Scientists are worried about the development of a toxic algae in streams and lakes.

Blue-green algae, or cyanobacteria, is a bacterial toxin. It can develop on the surface of water primarily during the summer months when the water is warmer and still.

And with more runoff water, the more often those toxic blooms are forming.

“It’s not just water entering the system. It’s also all the nutrients that are picked up when the water moves over the landscape and remember cyanobacteria bloom really like those high nutrients...” said Chris Filstrup, a Limnologist at UMD.

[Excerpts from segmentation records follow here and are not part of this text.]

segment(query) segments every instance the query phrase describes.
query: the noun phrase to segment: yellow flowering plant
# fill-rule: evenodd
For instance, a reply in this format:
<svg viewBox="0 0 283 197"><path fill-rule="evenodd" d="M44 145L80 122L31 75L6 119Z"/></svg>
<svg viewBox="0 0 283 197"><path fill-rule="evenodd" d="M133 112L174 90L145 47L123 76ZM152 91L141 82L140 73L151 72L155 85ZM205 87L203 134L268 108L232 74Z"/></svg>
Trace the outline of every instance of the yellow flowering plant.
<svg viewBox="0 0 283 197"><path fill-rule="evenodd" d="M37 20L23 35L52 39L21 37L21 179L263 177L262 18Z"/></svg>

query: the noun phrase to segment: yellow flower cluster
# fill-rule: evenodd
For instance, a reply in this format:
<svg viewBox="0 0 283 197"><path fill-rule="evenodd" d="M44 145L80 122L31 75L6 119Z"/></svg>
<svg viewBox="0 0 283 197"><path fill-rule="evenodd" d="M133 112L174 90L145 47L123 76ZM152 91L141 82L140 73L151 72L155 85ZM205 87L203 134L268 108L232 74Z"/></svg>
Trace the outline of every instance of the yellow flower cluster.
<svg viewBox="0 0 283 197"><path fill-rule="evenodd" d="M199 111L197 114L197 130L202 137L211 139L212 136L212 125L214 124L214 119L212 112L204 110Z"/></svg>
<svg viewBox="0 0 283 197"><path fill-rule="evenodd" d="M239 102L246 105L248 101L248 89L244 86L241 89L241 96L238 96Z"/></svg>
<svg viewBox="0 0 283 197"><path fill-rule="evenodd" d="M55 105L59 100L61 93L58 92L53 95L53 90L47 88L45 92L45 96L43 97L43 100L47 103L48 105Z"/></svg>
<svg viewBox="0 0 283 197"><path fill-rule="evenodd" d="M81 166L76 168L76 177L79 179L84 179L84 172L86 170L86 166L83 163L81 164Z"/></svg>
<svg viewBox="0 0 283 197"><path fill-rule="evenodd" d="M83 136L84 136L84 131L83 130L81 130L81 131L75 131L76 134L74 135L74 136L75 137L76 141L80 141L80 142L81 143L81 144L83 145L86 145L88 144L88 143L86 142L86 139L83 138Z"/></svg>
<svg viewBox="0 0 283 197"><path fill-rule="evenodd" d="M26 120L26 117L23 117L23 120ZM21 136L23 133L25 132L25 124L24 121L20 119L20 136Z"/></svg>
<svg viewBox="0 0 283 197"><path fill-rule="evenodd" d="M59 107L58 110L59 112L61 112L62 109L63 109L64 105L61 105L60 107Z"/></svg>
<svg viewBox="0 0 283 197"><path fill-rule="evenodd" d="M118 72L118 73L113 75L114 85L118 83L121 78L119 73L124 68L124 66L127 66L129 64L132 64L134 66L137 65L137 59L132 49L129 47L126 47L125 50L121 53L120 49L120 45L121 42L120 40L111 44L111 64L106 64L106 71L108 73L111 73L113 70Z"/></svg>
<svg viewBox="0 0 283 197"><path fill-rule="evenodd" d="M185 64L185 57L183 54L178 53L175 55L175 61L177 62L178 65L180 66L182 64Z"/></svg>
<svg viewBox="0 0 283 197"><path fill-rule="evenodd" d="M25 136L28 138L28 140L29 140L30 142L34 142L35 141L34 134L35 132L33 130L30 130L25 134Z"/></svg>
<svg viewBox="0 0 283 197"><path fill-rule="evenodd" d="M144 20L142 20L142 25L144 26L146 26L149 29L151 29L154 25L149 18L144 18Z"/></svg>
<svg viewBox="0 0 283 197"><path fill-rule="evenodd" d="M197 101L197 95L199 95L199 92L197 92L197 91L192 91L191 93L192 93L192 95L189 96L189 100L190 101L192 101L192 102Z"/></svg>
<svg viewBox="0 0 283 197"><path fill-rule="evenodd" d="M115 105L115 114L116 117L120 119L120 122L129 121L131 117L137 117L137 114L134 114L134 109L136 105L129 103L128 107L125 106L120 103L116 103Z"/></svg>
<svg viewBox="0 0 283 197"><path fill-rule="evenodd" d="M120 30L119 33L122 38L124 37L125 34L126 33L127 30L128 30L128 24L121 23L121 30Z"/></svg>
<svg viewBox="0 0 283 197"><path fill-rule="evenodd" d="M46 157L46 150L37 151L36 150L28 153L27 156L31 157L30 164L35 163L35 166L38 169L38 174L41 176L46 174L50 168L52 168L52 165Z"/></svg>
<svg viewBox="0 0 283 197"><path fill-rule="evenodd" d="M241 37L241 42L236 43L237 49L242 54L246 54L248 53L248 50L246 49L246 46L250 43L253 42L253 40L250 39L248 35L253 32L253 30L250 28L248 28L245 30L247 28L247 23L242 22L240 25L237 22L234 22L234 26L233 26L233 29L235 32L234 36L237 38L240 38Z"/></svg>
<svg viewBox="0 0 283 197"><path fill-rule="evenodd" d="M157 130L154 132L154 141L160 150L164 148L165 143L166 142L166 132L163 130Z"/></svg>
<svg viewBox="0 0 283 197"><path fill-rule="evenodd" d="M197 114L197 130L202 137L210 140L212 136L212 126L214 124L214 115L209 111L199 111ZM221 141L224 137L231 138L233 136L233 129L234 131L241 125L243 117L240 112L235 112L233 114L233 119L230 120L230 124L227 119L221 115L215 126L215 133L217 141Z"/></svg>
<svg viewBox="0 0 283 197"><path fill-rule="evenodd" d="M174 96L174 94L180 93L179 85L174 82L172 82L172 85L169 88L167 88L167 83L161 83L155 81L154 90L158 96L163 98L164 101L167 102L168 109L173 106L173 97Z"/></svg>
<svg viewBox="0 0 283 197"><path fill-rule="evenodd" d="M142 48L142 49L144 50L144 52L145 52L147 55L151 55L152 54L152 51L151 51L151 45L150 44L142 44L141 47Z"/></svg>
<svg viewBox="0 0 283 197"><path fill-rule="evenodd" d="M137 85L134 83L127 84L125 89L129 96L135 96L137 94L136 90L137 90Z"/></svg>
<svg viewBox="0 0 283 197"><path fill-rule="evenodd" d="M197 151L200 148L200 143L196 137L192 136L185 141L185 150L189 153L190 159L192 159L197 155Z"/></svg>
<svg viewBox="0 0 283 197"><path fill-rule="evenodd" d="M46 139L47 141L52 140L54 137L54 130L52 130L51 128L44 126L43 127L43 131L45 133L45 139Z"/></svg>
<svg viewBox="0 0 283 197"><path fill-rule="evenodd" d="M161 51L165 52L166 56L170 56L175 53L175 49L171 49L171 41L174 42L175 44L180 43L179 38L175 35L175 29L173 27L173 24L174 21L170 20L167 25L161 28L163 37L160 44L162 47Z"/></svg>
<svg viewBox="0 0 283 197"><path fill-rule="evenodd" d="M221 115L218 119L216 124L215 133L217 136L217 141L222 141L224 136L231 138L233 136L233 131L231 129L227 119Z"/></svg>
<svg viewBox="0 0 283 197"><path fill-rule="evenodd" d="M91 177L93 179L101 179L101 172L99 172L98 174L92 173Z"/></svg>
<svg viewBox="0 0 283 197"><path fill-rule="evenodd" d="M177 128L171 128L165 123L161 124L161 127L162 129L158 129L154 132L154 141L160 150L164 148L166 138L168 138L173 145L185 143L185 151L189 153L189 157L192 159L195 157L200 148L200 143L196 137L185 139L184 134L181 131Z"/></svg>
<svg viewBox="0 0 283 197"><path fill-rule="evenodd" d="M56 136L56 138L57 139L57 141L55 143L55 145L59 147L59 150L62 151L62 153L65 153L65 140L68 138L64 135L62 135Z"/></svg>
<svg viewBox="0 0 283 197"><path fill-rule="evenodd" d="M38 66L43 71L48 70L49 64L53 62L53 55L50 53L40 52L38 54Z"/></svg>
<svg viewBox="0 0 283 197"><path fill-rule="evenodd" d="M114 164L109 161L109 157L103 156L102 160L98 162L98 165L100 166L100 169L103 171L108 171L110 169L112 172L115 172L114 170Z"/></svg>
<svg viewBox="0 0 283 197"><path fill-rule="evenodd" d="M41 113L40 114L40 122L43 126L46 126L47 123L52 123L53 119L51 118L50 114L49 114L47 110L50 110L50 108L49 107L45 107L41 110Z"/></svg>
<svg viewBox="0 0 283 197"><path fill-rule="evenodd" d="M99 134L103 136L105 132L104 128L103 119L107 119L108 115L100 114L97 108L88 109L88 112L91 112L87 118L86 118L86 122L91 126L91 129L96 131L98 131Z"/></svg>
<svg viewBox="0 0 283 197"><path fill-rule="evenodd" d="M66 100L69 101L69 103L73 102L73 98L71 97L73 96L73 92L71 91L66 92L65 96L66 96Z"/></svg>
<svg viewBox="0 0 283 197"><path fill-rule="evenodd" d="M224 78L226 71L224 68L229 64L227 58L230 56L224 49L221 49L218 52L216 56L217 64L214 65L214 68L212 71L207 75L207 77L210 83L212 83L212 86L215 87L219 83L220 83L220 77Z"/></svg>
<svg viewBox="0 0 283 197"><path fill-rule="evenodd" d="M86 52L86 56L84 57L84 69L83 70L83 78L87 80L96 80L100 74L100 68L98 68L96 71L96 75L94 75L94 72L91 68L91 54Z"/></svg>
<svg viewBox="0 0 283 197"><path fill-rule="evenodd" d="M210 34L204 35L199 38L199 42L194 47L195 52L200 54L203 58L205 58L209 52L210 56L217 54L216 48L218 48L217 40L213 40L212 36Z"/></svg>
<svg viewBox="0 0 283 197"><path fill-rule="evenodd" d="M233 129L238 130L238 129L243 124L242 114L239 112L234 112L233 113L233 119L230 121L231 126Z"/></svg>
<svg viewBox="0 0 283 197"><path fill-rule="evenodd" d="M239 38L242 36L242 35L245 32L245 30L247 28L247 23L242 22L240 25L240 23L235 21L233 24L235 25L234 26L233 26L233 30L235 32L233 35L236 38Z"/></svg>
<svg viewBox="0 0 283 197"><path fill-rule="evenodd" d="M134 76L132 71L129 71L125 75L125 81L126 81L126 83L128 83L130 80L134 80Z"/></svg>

Filstrup also added there’s usually an uptick in dog deaths throughout the summer months due to the blue-green algae.

And with Lake Superior warming faster than the other Great lakes due to climate change, its raising concerns for future algae outbreaks.

Recently, the Minnesota Department of Natural Resources (DNR) granted state money to the Duluth-based Natural Resource Research Institute (NRRI) to better understand how to combat future blue-green algae outbreaks.

“We’re looking at the relationship between our streams and beaches that are impaired for high levels of bacteria and what that may mean for our possibility of having cyanobacteria outbreaks in these streams and beaches as well,” said Tiffany Sprague, a Stormwater Research Coordinator at NRRI.

As you and your furry friends head out to the water, remember one thing, when in doubt, stay out!

Symptoms of toxic blue green algae exposure can include diarrhea, nausea or vomiting along with skin, eye or throat irritation, but it can also be fatal.

Experts say if you see blue-green algae, you should report it to the local DNR office and stay out of the water.